Cognominado O Diplomata, em virtude das múltiplas viagens que efetuou a Madrid, Paris e Londres, retribuídas com as visitas a Lisboa dos reis Afonso XIII de Espanha, Eduardo VII do Reino Unido, do Kaiser Guilherme II da Alemanha e do presidente da República Francesa, Émile Loubet. Foi considerado pelos contemporâneos como um monarca bastante inteligente, não obstante o seu reinado se tenha caracterizado por constantes crises políticas e generalizada insatisfação popular. Logo no ano de 1890, o Reino Unido apresentou o Ultimato, mediante o qual Portugal era intimado a desocupar os territórios compreendidos entre Angola e Moçambique (Mapa Cor-de-Rosa), como forma de evitar um conflito entre os dois Estados. A nomeação do general João Franco como primeiro-ministro, sem a prévia realização de eleições, influiria determinantemente na disseminação e consolidação dos ideais republicanos.

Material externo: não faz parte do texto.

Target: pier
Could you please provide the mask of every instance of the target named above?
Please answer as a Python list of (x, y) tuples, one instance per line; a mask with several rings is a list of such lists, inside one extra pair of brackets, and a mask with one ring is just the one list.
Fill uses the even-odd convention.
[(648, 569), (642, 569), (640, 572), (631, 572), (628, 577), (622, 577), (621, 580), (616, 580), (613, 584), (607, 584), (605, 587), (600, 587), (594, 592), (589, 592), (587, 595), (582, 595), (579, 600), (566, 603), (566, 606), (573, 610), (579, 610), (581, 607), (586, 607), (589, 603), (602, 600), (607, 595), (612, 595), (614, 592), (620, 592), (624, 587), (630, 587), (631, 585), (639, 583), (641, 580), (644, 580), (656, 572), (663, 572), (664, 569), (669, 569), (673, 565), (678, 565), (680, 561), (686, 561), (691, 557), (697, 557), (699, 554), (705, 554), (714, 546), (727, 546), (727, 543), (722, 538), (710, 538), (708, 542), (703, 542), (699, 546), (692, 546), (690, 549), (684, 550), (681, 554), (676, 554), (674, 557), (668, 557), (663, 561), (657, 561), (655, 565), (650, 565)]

Deslumbrado pelas novas tecnologias emergentes, Dom Carlos instalou luz elétrica no Palácio das Necessidades e traçou planos para a eletrificação das ruas de Lisboa, tendo sido um dos pioneiros da moderna oceanografia. Foi ainda um amante da fotografia e aguarelista talentoso, que assinava simplesmente Carlos ou Carlos Fernando. Quando em visita a Mafra, em veraneio ou com o propósito de assistir a exercícios militares, efemérides da Escola Prática de Infantaria e Cavalaria, ou presidir a alguma sessão de ginástica, tiro ou esgrima, aproveitaria todas as oportunidades para desfrutar do seu passatempo predileto: a caça, o qual partilhava com a esposa Dona Amélia. No seu tempo, informa Tomás de Mello Breyner, seria introduzido um método expedito para caçar os pombos bravos que nidificavam nos respiradouros das Necessárias do Convento de Mafra: o fumo de archotes, colocados ao nível dos esgotos, obrigava as aves a sair em bandos, bastando a Dom Carlos e demais caçadores, que se postavam nos terraços, ter boa pontaria. Da imprensa regional mafrense coeva, sobressai a ideia de que as visitas régias dinamizavam o comércio local, circunstância que, evidentemente, agradava aos comerciantes da vila que viam nelas boas perspetivas de negócio.

Dona AMÉLIA
(28.9.1865-25.10.1951)
Maria Amélia Luísa Helena de Orléans. Filha de Luís Filipe Alberto, Conde de Paris e Duque de Orléans e de sua esposa, Maria Isabel Francisca de Assis, Infanta de Espanha. Casou, a 22 de maio de 1886, com Dom Carlos I. Partiu para o exílio, da Ericeira, a 5 de outubro de 1910.